Right now I get to go play on I66 for an hour or so.

Hetware
Yes, infinitesimal rotations commute. It is finite rotations that do not commute.

Regardless, you seem to be interested in "angular position" as an axial vector. Would such a vector have the same transformation law under reflections as an axial vector should? For instance, a polar vector perpendicular to a plane of reflection inverts on reflections, but an axial vector perpendicular to that plane does not.

OK, I think I get your meaning. If I hold it up to a mirror, the reflected image has a reverse sense, even thought the arrow head points in the same direction, or word to that effect. Yes my rotator vector would act like a angular velocity vector, in that respect.

Muphrid
I guess I'm not sure I understand exactly what it is you want to do. I think what you're asking for is similar to an "attitude quaternion"--i.e. you pick a reference direction and express other directions by the quaternion required to rotate that reference direction to the new direction. Such a quaternion is not a vector--it has four components, although only three are independent because we usually constrain it to have unit magnitude--but it is a well-defined geometric object, and the degrees of freedom correspond to the angle to rotate through and the unit vector defining the rotation axis.

Staff Emeritus
Can you add angular velocity vectors? Sure. Just add the numbers. However, the result is meaningless, at least in general.

The result is physically meaningful if the two angular velocities are parallel or anti-parallel. There's a reason for that: This is really just a plane rotation, and rotations do commute in ℝ2. Rotations do not commute in ℝ3 or higher, and that loss of commutativity is ultimately what makes it so that adding angular angular velocities doesn't make sense.

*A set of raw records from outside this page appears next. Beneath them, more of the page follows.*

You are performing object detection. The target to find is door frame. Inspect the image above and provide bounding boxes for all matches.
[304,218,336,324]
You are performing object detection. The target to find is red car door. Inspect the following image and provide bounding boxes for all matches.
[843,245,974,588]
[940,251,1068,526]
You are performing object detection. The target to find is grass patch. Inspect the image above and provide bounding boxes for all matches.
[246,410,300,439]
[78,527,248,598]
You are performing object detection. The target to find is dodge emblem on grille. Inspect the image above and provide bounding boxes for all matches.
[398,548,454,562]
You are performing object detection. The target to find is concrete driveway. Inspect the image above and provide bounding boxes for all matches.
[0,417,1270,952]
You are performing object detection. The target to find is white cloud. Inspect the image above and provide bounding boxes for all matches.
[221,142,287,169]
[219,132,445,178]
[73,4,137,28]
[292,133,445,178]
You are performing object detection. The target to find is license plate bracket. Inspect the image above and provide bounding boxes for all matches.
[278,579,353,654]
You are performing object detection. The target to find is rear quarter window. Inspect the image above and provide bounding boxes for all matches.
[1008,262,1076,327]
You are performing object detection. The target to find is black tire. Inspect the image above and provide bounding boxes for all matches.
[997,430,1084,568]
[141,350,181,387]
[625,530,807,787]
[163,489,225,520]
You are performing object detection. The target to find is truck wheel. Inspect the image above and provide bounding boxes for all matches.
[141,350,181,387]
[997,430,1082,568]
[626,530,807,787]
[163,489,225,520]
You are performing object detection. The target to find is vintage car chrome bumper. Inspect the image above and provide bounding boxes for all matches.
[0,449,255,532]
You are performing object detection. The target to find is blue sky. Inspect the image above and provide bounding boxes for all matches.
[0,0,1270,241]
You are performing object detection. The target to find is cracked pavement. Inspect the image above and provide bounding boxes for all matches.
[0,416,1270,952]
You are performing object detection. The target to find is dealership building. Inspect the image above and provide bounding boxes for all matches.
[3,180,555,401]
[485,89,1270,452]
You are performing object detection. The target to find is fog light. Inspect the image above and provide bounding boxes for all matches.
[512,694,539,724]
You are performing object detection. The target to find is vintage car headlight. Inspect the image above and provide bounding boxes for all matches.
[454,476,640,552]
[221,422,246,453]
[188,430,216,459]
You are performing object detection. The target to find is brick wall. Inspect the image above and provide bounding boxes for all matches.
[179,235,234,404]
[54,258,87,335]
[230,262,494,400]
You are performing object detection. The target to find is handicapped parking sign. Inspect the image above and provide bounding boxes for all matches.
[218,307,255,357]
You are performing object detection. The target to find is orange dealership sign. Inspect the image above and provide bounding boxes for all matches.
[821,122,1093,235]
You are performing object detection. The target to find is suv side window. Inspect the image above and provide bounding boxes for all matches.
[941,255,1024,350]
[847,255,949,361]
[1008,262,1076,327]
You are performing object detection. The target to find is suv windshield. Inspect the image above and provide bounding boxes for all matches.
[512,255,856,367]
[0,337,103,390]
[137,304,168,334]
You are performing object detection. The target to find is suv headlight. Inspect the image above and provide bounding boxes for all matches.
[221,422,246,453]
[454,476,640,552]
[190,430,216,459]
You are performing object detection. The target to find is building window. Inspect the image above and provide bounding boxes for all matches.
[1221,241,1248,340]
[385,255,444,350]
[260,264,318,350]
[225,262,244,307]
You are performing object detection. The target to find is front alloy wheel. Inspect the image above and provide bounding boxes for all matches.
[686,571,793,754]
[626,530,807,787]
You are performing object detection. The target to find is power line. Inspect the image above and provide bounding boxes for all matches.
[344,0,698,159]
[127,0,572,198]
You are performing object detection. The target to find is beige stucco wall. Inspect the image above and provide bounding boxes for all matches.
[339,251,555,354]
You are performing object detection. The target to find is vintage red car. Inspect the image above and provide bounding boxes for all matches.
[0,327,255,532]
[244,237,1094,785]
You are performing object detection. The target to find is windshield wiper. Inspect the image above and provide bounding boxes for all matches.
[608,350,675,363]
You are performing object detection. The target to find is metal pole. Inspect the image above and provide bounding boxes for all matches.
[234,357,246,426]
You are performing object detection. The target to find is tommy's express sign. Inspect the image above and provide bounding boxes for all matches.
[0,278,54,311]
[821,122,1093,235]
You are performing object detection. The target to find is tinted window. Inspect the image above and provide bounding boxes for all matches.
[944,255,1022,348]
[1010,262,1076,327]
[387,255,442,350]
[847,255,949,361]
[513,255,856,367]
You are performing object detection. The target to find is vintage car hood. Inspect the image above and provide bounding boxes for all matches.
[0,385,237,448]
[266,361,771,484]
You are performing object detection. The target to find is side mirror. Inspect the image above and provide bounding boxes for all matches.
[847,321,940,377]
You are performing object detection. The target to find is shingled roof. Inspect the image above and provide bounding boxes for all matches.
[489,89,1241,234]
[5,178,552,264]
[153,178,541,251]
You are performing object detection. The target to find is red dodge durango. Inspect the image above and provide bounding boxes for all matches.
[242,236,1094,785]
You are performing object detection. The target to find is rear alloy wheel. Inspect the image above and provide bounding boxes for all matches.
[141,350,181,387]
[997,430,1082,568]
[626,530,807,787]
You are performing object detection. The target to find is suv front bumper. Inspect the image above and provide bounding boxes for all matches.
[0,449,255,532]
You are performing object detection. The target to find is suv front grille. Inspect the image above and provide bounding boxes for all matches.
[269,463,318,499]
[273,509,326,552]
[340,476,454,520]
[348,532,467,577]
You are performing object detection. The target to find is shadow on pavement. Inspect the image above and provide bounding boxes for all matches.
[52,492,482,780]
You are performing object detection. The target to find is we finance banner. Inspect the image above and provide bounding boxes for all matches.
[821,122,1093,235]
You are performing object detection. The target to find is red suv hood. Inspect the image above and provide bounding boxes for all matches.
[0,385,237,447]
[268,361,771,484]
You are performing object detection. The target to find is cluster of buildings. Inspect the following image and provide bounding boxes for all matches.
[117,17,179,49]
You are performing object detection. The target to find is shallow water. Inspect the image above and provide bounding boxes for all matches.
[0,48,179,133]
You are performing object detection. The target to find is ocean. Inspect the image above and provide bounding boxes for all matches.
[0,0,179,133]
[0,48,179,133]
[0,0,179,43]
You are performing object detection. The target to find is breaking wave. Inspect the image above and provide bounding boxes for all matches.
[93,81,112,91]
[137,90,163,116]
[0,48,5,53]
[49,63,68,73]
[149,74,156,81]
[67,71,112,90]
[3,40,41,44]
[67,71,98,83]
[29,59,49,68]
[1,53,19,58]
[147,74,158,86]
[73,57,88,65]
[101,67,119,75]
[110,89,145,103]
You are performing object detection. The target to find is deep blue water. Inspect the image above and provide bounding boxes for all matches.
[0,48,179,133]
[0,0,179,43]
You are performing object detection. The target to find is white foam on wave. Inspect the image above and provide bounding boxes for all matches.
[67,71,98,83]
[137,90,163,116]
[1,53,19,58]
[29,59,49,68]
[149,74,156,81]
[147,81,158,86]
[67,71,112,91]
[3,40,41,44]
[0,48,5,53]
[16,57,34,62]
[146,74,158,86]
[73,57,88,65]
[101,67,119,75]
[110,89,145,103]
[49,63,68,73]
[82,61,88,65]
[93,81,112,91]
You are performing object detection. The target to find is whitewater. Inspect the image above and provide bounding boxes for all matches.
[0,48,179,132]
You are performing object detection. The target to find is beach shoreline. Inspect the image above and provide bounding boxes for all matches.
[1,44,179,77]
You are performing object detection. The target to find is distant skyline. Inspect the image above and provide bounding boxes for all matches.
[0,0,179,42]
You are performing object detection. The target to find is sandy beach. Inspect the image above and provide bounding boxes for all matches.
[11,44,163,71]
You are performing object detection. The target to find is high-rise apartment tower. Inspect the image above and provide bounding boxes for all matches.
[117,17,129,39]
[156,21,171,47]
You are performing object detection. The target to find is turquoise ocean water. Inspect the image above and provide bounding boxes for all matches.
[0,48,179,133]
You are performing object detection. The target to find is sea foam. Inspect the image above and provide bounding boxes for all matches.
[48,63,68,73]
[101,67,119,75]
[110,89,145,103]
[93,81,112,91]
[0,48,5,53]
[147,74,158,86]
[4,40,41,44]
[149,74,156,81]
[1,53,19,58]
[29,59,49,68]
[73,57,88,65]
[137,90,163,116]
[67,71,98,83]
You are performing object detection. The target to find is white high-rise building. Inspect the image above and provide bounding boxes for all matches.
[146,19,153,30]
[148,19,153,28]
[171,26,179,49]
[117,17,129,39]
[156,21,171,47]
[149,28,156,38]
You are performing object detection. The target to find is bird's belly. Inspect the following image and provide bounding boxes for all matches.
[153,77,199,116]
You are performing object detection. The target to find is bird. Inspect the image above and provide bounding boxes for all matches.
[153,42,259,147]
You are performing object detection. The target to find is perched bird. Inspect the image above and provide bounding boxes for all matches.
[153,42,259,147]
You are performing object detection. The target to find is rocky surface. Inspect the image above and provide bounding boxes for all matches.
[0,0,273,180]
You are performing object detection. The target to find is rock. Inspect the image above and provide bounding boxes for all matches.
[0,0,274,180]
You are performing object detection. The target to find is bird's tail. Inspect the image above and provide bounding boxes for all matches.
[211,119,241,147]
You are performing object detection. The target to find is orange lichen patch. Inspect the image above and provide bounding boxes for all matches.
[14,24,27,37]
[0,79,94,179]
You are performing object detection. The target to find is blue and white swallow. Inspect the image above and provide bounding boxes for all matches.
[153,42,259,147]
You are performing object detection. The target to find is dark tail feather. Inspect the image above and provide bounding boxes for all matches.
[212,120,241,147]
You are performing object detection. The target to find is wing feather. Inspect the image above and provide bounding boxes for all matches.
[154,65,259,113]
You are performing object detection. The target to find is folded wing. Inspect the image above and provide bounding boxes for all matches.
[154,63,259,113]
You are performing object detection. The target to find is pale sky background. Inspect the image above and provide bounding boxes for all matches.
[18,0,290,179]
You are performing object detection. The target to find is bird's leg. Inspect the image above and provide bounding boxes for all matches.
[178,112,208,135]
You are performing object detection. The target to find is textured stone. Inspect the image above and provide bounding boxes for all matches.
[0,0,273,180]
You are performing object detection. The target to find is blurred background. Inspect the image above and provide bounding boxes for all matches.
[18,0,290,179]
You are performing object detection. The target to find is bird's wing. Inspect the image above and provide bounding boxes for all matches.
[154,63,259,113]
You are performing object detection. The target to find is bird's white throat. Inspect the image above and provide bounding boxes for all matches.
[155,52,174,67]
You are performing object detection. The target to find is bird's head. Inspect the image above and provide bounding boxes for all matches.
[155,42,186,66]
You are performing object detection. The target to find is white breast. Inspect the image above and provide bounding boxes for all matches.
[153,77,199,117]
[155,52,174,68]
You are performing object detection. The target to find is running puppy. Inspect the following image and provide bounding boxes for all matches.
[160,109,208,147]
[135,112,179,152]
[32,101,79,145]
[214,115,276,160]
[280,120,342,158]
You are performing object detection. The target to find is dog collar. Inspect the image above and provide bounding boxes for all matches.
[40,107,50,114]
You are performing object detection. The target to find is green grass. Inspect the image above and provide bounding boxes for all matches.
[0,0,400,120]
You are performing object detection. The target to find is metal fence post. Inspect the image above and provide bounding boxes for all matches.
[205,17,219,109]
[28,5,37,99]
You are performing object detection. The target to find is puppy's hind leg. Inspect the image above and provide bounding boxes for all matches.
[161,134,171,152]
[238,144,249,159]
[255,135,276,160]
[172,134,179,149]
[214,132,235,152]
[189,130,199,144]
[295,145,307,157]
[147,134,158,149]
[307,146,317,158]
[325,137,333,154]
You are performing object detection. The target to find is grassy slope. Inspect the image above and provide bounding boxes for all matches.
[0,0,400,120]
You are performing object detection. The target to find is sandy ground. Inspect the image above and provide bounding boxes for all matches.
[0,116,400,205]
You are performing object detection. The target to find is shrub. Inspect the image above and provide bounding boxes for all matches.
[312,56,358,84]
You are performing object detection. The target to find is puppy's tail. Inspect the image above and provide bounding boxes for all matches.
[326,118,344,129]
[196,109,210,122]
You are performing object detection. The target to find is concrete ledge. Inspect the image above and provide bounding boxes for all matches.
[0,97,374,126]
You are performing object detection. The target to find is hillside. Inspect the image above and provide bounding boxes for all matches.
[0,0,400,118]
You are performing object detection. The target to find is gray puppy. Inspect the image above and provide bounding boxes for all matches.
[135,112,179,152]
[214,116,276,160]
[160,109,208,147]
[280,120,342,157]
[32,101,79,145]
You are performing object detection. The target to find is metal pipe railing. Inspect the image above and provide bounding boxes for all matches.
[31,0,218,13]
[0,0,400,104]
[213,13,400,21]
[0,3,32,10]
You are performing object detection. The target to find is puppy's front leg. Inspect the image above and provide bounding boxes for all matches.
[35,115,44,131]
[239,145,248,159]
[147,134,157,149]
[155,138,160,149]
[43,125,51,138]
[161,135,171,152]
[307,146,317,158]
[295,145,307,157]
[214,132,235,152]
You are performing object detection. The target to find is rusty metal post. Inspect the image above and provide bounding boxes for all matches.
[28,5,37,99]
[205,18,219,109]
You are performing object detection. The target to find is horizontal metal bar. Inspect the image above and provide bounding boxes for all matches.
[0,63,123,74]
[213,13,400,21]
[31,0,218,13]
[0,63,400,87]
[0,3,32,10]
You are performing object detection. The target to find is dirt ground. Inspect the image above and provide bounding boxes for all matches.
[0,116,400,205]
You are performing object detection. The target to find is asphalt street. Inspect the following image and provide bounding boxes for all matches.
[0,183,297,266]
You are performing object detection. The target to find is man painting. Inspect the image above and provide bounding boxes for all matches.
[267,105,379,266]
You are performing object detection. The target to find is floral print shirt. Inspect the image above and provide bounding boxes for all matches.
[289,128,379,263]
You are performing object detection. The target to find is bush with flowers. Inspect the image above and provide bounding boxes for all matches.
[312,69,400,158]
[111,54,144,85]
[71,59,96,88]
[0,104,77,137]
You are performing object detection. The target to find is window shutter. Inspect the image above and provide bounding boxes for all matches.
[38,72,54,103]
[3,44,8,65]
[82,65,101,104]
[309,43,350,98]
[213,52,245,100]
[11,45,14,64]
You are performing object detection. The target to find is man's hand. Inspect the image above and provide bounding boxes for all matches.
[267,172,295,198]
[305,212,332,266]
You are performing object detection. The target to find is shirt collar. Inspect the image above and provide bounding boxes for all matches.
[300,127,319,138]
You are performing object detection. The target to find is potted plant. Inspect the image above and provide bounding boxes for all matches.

It's already been noted that pseudovector is a better name for those angular velocity vectors. There's an even better name: bivector. This concept generalizes to ℝn. That the time derivative of rotation in ℝ3 can be expressed as something that looks like a vector in ℝ3 is special to ℝ3. It doesn't work in ℝ2; angular velocity is just a scalar (better: pseudoscalar) in ℝ2. It doesn't work in ℝ4; angular velocity has six degrees of freedom in ℝ4. In general, angular velocity in ℝn has n(n-1)/2 degrees of freedom. The only case where n(n-1)/2=n is n=3. ℝ3 is a special case, a very special case.

To see what's going on, let's look at the time derivative $\dot{\boldsymbol T}$ of a rotation matrix $\boldsymbol T$ in $\mathbb R^n$. Define $\boldsymbol S \equiv \dot{\boldsymbol T} \boldsymbol T^{\top}$. Note that $\boldsymbol S^{\top} = \boldsymbol T\dot{\boldsymbol T}^{\top}$. That $\dot{\boldsymbol T}$ is a (proper) rotation matrix means that $\boldsymbol T \boldsymbol T^{\top} = \boldsymbol I$, the nxn identity matrix. Differentiating with respect to time yields $\dot{\boldsymbol T} \boldsymbol T^{\top} + \boldsymbol T\dot{\boldsymbol T}^{\top} = 0$. Note that the left hand side is just the sum of our matrix S and it's transpose: $\boldsymbol S+\boldsymbol S^{\top}=0$. This means S is a skew symmetric matrix. This skew symmetric matrix is the generalization of angular velocity. It happens to be representable as a 3-vector in ℝ3 and ℝ3 only.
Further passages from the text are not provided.